To live as much as possible within their budget, Eve and Errol must choose which health conditions get medical attention. Putting aside total out-of-pocket health care costs, upfront costs just to get into the doctor’s office, are often prohibitive. Because of Kylee’s scoliosis and gastritis, today, the Meikle’s owe thousands of dollars to doctors and hospitals.
The big bills started coming in January 2016, soon after Eve got health insurance through her job, and the family started to take care of their health issues. They were not able to do so before then.
When Eve took her daughter, Kylee, for her annual checkup, the doctor said she needed X-rays to determine whether she had scoliosis. The X-rays alone cost several hundred dollars. And, that was only the beginning. Kylee needed to see a specialist.
Shopping for health care was not helpful. Eve contacted several specialists in her network to try to keep costs down. But, none could tell Eve what the visit would cost. There were different levels of service, ranging in cost from $450 to $850. And, this was just for a consult and review of X-rays. Kylee would need treatment as well.
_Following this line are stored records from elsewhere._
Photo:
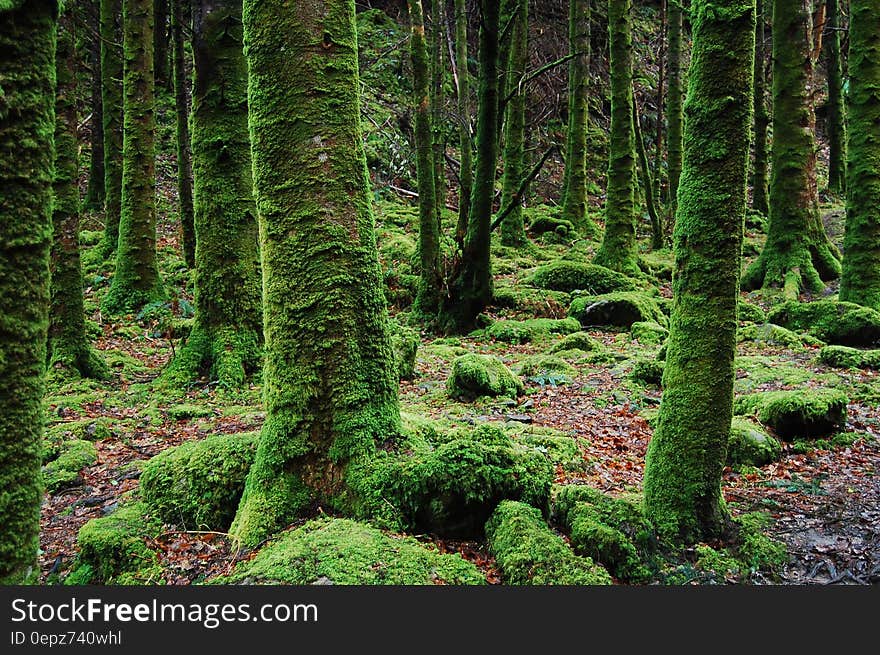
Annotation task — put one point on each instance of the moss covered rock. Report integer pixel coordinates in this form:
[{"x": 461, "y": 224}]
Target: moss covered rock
[
  {"x": 481, "y": 375},
  {"x": 528, "y": 552},
  {"x": 620, "y": 309},
  {"x": 797, "y": 414},
  {"x": 333, "y": 551},
  {"x": 840, "y": 323},
  {"x": 199, "y": 483},
  {"x": 749, "y": 445},
  {"x": 846, "y": 357},
  {"x": 566, "y": 275}
]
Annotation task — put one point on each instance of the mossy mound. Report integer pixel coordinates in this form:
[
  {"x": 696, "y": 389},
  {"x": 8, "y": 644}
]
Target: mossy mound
[
  {"x": 450, "y": 486},
  {"x": 72, "y": 457},
  {"x": 749, "y": 445},
  {"x": 518, "y": 332},
  {"x": 846, "y": 357},
  {"x": 839, "y": 323},
  {"x": 611, "y": 531},
  {"x": 796, "y": 414},
  {"x": 528, "y": 552},
  {"x": 620, "y": 309},
  {"x": 334, "y": 551},
  {"x": 113, "y": 549},
  {"x": 566, "y": 275},
  {"x": 198, "y": 484},
  {"x": 648, "y": 332},
  {"x": 481, "y": 375}
]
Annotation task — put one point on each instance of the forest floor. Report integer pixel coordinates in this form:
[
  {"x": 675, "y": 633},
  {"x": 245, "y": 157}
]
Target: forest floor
[{"x": 823, "y": 496}]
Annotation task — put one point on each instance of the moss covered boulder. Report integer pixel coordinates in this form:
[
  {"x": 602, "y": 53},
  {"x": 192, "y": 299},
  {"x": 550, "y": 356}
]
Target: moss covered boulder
[
  {"x": 481, "y": 375},
  {"x": 528, "y": 552},
  {"x": 797, "y": 414},
  {"x": 198, "y": 484},
  {"x": 334, "y": 551},
  {"x": 749, "y": 445},
  {"x": 620, "y": 309},
  {"x": 566, "y": 275},
  {"x": 846, "y": 357},
  {"x": 840, "y": 323}
]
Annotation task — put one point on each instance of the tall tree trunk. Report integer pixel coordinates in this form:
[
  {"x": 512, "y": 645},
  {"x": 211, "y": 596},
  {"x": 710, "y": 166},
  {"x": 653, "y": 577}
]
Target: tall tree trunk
[
  {"x": 836, "y": 113},
  {"x": 688, "y": 450},
  {"x": 471, "y": 285},
  {"x": 94, "y": 199},
  {"x": 184, "y": 158},
  {"x": 136, "y": 280},
  {"x": 27, "y": 116},
  {"x": 111, "y": 101},
  {"x": 574, "y": 185},
  {"x": 428, "y": 297},
  {"x": 226, "y": 337},
  {"x": 760, "y": 187},
  {"x": 330, "y": 387},
  {"x": 514, "y": 157},
  {"x": 860, "y": 282},
  {"x": 465, "y": 174},
  {"x": 619, "y": 250},
  {"x": 69, "y": 348},
  {"x": 797, "y": 255}
]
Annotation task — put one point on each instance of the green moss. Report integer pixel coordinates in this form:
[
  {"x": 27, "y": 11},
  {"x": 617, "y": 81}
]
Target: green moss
[
  {"x": 481, "y": 375},
  {"x": 840, "y": 323},
  {"x": 617, "y": 309},
  {"x": 749, "y": 445},
  {"x": 528, "y": 552},
  {"x": 565, "y": 275},
  {"x": 845, "y": 357},
  {"x": 791, "y": 414},
  {"x": 198, "y": 484},
  {"x": 344, "y": 552}
]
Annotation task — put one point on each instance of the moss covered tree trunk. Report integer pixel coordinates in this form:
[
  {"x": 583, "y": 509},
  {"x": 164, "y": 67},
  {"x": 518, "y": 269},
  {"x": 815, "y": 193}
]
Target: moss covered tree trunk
[
  {"x": 574, "y": 184},
  {"x": 226, "y": 338},
  {"x": 69, "y": 348},
  {"x": 471, "y": 285},
  {"x": 797, "y": 255},
  {"x": 465, "y": 173},
  {"x": 330, "y": 386},
  {"x": 619, "y": 250},
  {"x": 27, "y": 122},
  {"x": 184, "y": 158},
  {"x": 428, "y": 297},
  {"x": 111, "y": 102},
  {"x": 760, "y": 188},
  {"x": 514, "y": 156},
  {"x": 687, "y": 452},
  {"x": 836, "y": 113},
  {"x": 860, "y": 282},
  {"x": 136, "y": 281}
]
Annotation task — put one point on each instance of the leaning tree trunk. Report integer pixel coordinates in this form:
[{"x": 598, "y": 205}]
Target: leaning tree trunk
[
  {"x": 619, "y": 250},
  {"x": 27, "y": 116},
  {"x": 574, "y": 185},
  {"x": 330, "y": 388},
  {"x": 514, "y": 157},
  {"x": 428, "y": 297},
  {"x": 471, "y": 285},
  {"x": 226, "y": 337},
  {"x": 797, "y": 255},
  {"x": 836, "y": 113},
  {"x": 860, "y": 282},
  {"x": 184, "y": 158},
  {"x": 111, "y": 102},
  {"x": 687, "y": 452},
  {"x": 69, "y": 349},
  {"x": 136, "y": 280}
]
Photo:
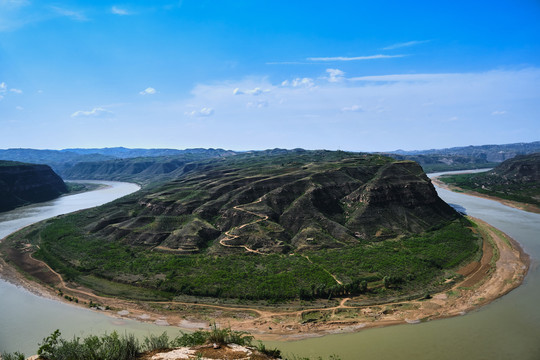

Eve knew she needed to get Kylee to the specialist. Scoliosis can become worse over time and cause problems. But, she didn’t end up doing so because in the six months she was expected to wait for the specialist appointment, Kylee developed a new serious condition. In Eve’s words, Eve “had to let scoliosis go and pray it would not become worse every year.”
In the summer of 2018, Kylee became so sick that she could not go to school. She had nausea every day and needed to stay in bed. So, Eve made the call that this illness trumped the scoliosis and ended up canceling the appointment with the bone specialist. She needed to find out what was wrong with Kylee and get her treatment.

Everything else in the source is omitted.